Sensory Analysis Used for the Selection of a Dairy Product with Brewer’s Yeasts from Different Samples

Adriana PAUCEAN, Dan VODNAR, Elena MUDURA, Mirela JIMBOREAN and Carmen SOCACIU    

Abstract: We used sensory analysis to select the optimum sample from 11 different samples obtained by inoculating 1.8% skimmed milk with complex mixtures of microorganisms containing lactobacilli, kefir yeast and brewer’s yeasts in different quantities. We used the following tests: the triangle test, the hedonic test, the score test, and the flavour profile test, for a panel-group made up of ten people without previous training as tasters, aged 13-55. Tasters were selected following a discussion which assessed their potential and availability. We took into account the provisions of SR 6345, regulating sensory analysis of milk and milk products. The sensory analysis was performed in two stages: during the first stage we aimed to optimize the quality and quantity of the inoculators, and during the second stage we described the end product. The analysis was performed during the shelf-life of product (1-21 days) stored at 4-6°C. The triangle test showed that there are significant differences in taste between the brewer’s yeast product and the control sample (yeast free). The hedonic test showed that the acceptability of the product is at its peak during the first seven days of the shelf life, at a temperature of 4-6°C, and then decreases slowly until the expiry date. We used statistical analysis to pick the sample with the best acceptability throughout the shelf life.
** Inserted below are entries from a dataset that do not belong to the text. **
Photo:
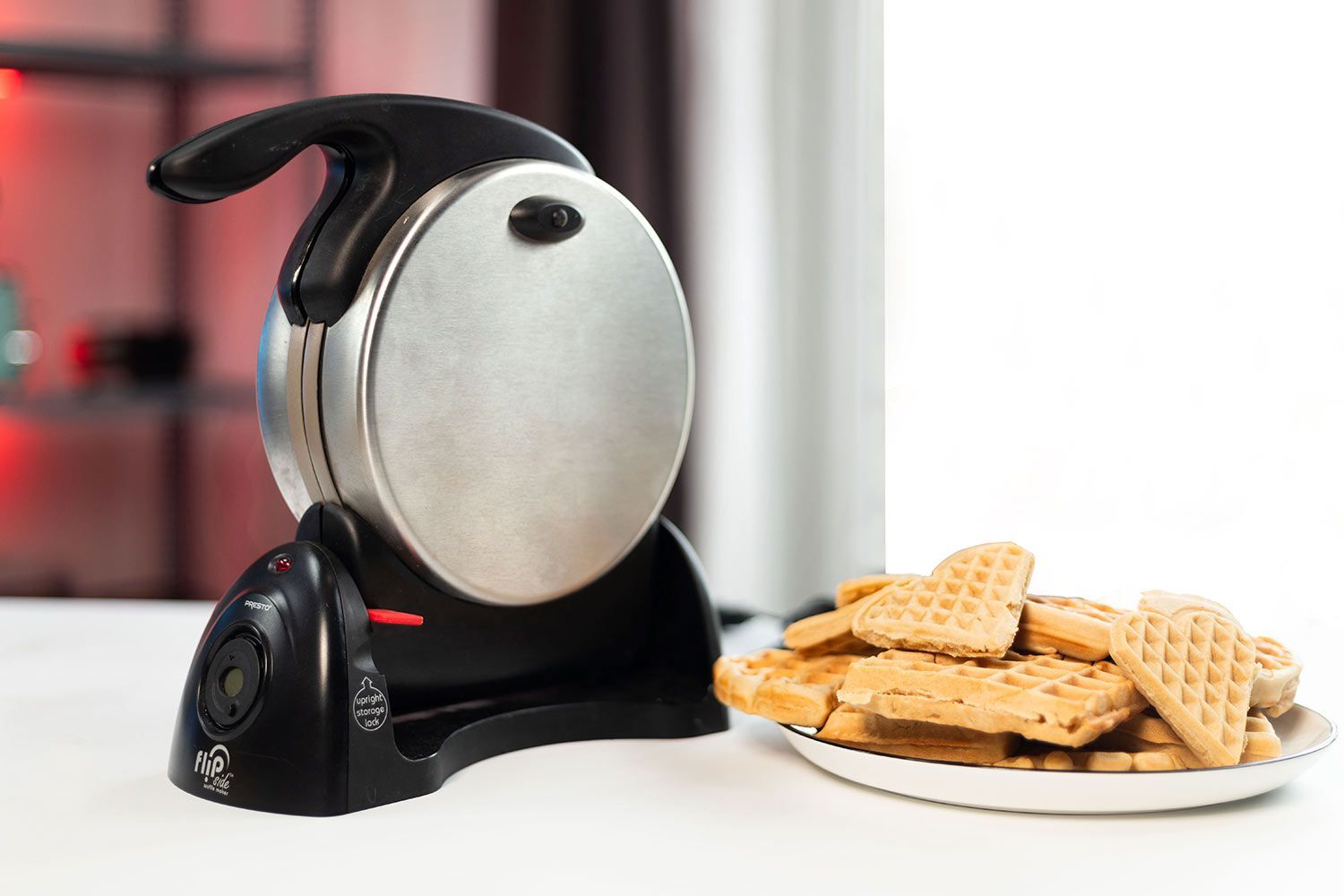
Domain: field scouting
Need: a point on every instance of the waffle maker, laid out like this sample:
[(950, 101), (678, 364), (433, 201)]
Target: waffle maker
[(475, 392)]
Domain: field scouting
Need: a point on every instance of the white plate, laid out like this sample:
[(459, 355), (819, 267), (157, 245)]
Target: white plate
[(1305, 735)]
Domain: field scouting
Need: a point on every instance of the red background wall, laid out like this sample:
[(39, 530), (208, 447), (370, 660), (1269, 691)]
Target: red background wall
[(81, 501)]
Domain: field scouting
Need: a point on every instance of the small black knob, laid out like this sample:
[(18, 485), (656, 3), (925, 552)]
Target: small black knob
[(546, 220), (233, 681)]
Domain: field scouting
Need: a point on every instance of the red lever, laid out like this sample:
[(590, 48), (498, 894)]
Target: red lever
[(394, 618)]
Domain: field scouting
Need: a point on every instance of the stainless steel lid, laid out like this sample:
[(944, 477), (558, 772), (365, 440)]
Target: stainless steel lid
[(508, 414)]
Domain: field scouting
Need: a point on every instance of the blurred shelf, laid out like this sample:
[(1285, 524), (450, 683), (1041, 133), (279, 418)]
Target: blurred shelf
[(125, 62), (116, 401)]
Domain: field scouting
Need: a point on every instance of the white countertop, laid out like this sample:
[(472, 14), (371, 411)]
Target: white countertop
[(89, 689)]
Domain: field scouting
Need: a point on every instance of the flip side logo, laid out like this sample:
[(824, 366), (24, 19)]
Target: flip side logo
[(212, 767)]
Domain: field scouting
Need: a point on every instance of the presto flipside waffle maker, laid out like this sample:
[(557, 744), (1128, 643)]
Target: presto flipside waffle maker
[(475, 390)]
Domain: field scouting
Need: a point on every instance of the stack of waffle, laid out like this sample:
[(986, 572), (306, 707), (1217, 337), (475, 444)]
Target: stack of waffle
[(964, 665)]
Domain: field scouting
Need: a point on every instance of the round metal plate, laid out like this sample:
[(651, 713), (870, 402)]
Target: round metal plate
[(511, 414)]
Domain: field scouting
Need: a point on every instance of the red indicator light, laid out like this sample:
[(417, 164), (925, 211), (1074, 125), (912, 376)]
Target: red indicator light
[(394, 618), (10, 80)]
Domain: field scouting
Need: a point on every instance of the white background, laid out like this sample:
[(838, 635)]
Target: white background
[(1116, 298)]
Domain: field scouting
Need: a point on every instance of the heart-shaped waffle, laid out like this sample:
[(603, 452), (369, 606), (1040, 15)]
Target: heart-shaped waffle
[(1196, 670), (968, 607)]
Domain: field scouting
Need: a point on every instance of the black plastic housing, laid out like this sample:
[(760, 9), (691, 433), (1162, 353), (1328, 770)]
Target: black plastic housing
[(331, 731), (383, 152)]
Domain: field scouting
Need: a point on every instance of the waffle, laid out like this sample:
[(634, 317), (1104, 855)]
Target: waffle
[(1148, 734), (781, 685), (1196, 670), (1050, 699), (1276, 685), (968, 607), (828, 632), (1069, 626), (1261, 739), (1179, 605), (854, 727), (851, 590), (1097, 761)]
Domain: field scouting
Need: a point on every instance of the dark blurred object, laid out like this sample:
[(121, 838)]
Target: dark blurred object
[(148, 357), (601, 74), (811, 607), (730, 616)]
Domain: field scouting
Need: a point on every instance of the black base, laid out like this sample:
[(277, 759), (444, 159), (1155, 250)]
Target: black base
[(306, 727)]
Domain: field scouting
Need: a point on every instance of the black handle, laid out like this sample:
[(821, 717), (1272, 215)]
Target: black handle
[(383, 152)]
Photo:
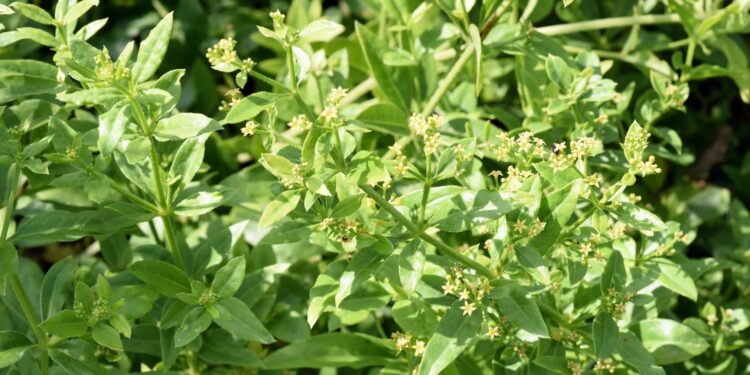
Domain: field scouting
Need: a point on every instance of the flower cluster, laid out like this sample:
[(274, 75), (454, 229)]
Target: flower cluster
[(405, 341), (108, 72), (333, 103), (223, 57), (300, 122), (468, 288), (231, 98), (427, 128), (297, 177)]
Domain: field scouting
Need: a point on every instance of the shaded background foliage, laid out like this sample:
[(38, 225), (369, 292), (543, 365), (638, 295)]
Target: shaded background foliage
[(697, 185)]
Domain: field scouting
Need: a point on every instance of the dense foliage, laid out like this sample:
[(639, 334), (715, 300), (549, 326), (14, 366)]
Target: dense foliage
[(379, 187)]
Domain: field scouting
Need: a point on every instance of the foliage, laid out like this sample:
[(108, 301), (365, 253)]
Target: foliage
[(393, 187)]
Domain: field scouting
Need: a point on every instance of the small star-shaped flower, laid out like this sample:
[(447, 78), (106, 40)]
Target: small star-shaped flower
[(468, 308)]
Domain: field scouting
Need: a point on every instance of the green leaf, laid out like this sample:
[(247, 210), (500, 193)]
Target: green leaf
[(331, 350), (8, 263), (74, 365), (415, 316), (185, 125), (385, 118), (523, 312), (237, 319), (674, 278), (637, 217), (251, 106), (347, 206), (187, 161), (321, 30), (229, 277), (366, 168), (92, 96), (152, 50), (614, 275), (564, 203), (221, 348), (76, 11), (34, 13), (670, 341), (65, 324), (21, 78), (559, 72), (12, 346), (634, 354), (39, 36), (454, 334), (196, 321), (411, 263), (134, 300), (112, 126), (106, 336), (605, 334), (373, 49), (278, 165), (279, 208), (165, 278), (199, 203)]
The score test showed that the product obtained after the optimization process has specific positive, well-developed organoleptic features, and no noticeable flaws. The flavour profile test identified the main taste and odour markers of the product and their degrees of intensity; the taste and odour of yeast was considered moderate until the expiry date. Sensory analysis confirmed the choice of this insemination method as the best from the point of view of sensory properties.